As pequenas cidades
que crescem pelo mundo atraindo trabalhadores remotos
O novo mundo do trabalho remoto fez com que
explodisse o crescimento de pequenas e médias cidades, consideradas pelos
trabalhadores como alternativas para as grandes áreas metropolitanas. Mas isso
é bom ou ruim?
Ao
final de um restrito lockdown de cinco meses em Santiago, no Chile - uma cidade
em expansão com cerca de sete milhões de habitantes -, Gonzalo Fuenzalida
acabou por ficar saturado da vida urbana.
Proprietário
da agência de turismo Chile Nativo, especializada em viagens de aventura, ele
sempre quis que sua família vivesse mais perto da natureza. Por isso, em dezembro
de 2020, eles fizeram uma viagem exploratória de um mês para a pequena cidade
turística de Pucón, localizada na sombra de um vulcão fumegante a 780 km ao sul
da capital chilena.
Três
meses depois, Fuenzalida alugou uma casa em Pucón, perto do lago Villarrica,
onde ele e sua esposa agora passam seu tempo livre andando de bicicleta,
acampando e praticando paddleboard. O filho do casal, com sete anos de idade,
estuda na cidade vizinha de Villarrica, onde Fuenzalida alugou um escritório de
dois por três metros para trabalhar.
"Nossa
vida agora é melhor em todos os sentidos", afirma ele.
É
claro que a mudança trouxe seus desafios. Fuenzalida, com 56 anos de idade,
conta que a velocidade da internet é muito menor que a disponível em Santiago,
o que dificulta a administração da companhia em sua casa - que, segundo ele,
"fica em um buraco negro". E ele também não fugiu totalmente do
tráfego, que pode atrasá-lo em horas durante o pico da estação turística de
verão na região, especialmente agora que a quantidade de moradores permanentes
disparou.
Como
Fuenzalida, mais de 380 mil pessoas mudaram-se de Santiago no primeiro ano da
pandemia. A maioria agora vive em cidades pequenas e médias como Pucón, com
mais espaço e maiores atrativos naturais. Esse fenômeno ocorreu em todo o
mundo, com os trabalhadores evitando as principais regiões metropolitanas e seu
alto custo de vida, em troca de áreas rurais mais baratas e condizentes com
seus estilos de vida.
·
Problemas de cidade grande?
Com
a pandemia dissociando o trabalho do escritório, agora é possível viver em
regiões que historicamente não ofereciam trabalho para alguns profissionais. E,
para algumas cidades pequenas e médias, esta é uma oportunidade de reverter a
fuga de cérebros, combater o envelhecimento da população e injetar dinheiro nos
cofres municipais.
Mas,
por outro lado, essa nova tendência distorceu o mercado imobiliário,
impossibilitou que moradores locais da classe trabalhadora comprassem ou
alugassem imóveis devido aos altos preços e levou problemas das metrópoles para
as cidades pequenas, totalmente despreparadas para essa situação.
Este
cenário é particularmente observado na região montanhosa do oeste dos Estados
Unidos, onde ficam os três Estados com o maior percentual de crescimento entre
2020 e 2021: Idaho, Utah e Montana.
A
empresa de consultoria norte-americana Oxford Economics declarou recentemente
que a cidade de Boise, em Idaho, tem os imóveis mais caros dos Estados Unidos,
devido à chegada de novos trabalhadores remotos de cidades costeiras de alto
padrão, como Seattle e São Francisco.
O
preço médio das residências em Boise (que tem 235 mil habitantes) é agora de
US$ 534.950 (R$ 2,835 milhões) - 10 vezes mais alto que a sua renda média.

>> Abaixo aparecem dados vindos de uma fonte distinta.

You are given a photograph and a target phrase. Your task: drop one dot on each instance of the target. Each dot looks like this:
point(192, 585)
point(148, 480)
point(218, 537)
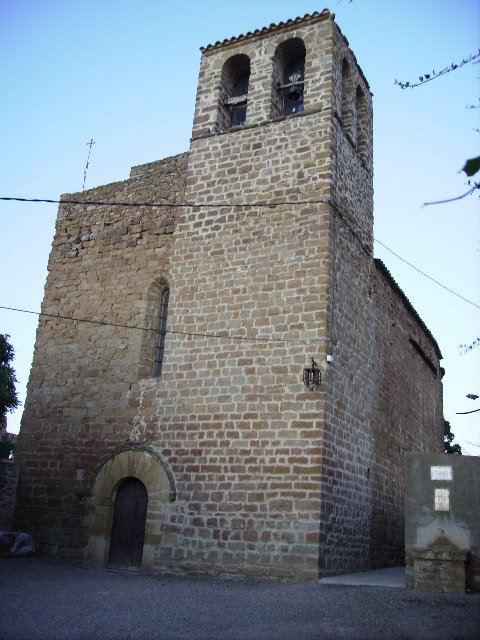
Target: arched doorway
point(144, 465)
point(128, 528)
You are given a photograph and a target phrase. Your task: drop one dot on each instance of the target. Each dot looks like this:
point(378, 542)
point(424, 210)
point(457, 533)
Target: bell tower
point(265, 266)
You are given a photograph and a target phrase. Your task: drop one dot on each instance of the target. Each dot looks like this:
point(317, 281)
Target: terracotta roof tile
point(309, 17)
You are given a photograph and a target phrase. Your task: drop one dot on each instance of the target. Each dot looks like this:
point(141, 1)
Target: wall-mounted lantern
point(311, 376)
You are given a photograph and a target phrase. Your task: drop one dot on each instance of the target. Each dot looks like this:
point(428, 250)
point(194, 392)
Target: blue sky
point(125, 74)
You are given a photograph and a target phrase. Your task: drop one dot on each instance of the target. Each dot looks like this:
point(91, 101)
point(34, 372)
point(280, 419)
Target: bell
point(293, 94)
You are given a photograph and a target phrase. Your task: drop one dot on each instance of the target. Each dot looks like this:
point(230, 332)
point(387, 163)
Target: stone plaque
point(442, 500)
point(441, 473)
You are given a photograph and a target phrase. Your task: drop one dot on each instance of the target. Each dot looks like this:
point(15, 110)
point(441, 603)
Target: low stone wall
point(8, 489)
point(442, 529)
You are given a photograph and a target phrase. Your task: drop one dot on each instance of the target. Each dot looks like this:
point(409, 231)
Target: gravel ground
point(46, 600)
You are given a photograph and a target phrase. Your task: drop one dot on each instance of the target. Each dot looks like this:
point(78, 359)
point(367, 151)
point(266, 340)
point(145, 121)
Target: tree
point(8, 394)
point(448, 437)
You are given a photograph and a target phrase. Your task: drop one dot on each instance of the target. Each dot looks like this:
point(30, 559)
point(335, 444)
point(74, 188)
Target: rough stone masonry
point(261, 245)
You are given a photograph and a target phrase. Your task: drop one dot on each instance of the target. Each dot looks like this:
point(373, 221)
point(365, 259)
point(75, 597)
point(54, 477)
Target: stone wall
point(268, 265)
point(442, 527)
point(8, 488)
point(83, 390)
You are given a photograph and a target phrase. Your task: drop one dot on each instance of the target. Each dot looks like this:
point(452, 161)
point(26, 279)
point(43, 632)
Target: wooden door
point(128, 528)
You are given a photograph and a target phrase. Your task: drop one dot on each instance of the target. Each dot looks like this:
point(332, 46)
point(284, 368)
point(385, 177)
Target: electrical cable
point(218, 205)
point(167, 331)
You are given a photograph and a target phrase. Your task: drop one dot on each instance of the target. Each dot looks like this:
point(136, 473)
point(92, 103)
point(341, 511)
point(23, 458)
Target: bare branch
point(465, 413)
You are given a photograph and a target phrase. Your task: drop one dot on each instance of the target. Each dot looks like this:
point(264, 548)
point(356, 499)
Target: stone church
point(225, 380)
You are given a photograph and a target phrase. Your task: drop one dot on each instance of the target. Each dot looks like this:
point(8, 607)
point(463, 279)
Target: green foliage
point(8, 394)
point(448, 437)
point(472, 166)
point(7, 448)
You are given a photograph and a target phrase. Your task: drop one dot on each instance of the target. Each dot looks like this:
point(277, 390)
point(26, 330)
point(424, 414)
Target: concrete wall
point(442, 522)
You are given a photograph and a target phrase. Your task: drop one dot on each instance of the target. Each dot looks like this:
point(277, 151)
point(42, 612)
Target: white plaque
point(442, 499)
point(441, 473)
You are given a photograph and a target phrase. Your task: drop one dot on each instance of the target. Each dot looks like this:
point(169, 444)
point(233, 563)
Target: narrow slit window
point(161, 331)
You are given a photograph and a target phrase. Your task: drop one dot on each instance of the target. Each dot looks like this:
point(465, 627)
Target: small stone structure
point(167, 414)
point(442, 522)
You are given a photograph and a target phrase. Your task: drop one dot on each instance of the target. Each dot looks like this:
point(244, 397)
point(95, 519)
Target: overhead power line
point(219, 336)
point(174, 205)
point(218, 205)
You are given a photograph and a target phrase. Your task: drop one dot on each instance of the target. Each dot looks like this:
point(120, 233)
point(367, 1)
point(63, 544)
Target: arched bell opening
point(288, 78)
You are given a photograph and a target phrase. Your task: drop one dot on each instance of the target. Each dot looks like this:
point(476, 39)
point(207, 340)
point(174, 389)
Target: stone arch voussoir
point(133, 461)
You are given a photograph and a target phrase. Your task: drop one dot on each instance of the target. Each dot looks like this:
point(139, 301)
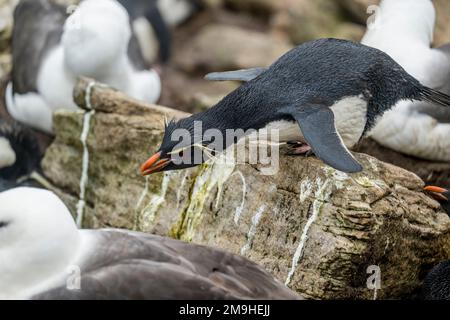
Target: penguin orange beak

E um
estudo similar da Universidade Atlântica da Flórida, nos Estados Unidos,
demonstrou que três cidades no Estado vizinho de Utah - Ogden, Provo e Salt
Lake City - também estavam entre os 10 mercados imobiliários mais
supervalorizados dos Estados Unidos.
Danya
Rumore, pesquisadora da Universidade de Utah e fundadora da Iniciativa Região
de Portais e Encantos Naturais (GNAR, na sigla em inglês), mora em Salt Lake
City. "Nós costumávamos chamá-la de Small Lake City ['Cidade do Lago
Pequeno', em tradução livre]", relembra ela. "Mas estamos realmente começando
a sentir que ela [agora] parece muito mais uma cidade grande, com evidentes
mudanças na dinâmica da comunidade."
Problemas
das cidades grandes, como a transformação do centro urbano, pessoas em situação
de rua e poluição do ar, estão aumentando, segundo Rumore. Além disso, o
mercado imobiliário superaquecido (exacerbado pelos aluguéis de curto prazo)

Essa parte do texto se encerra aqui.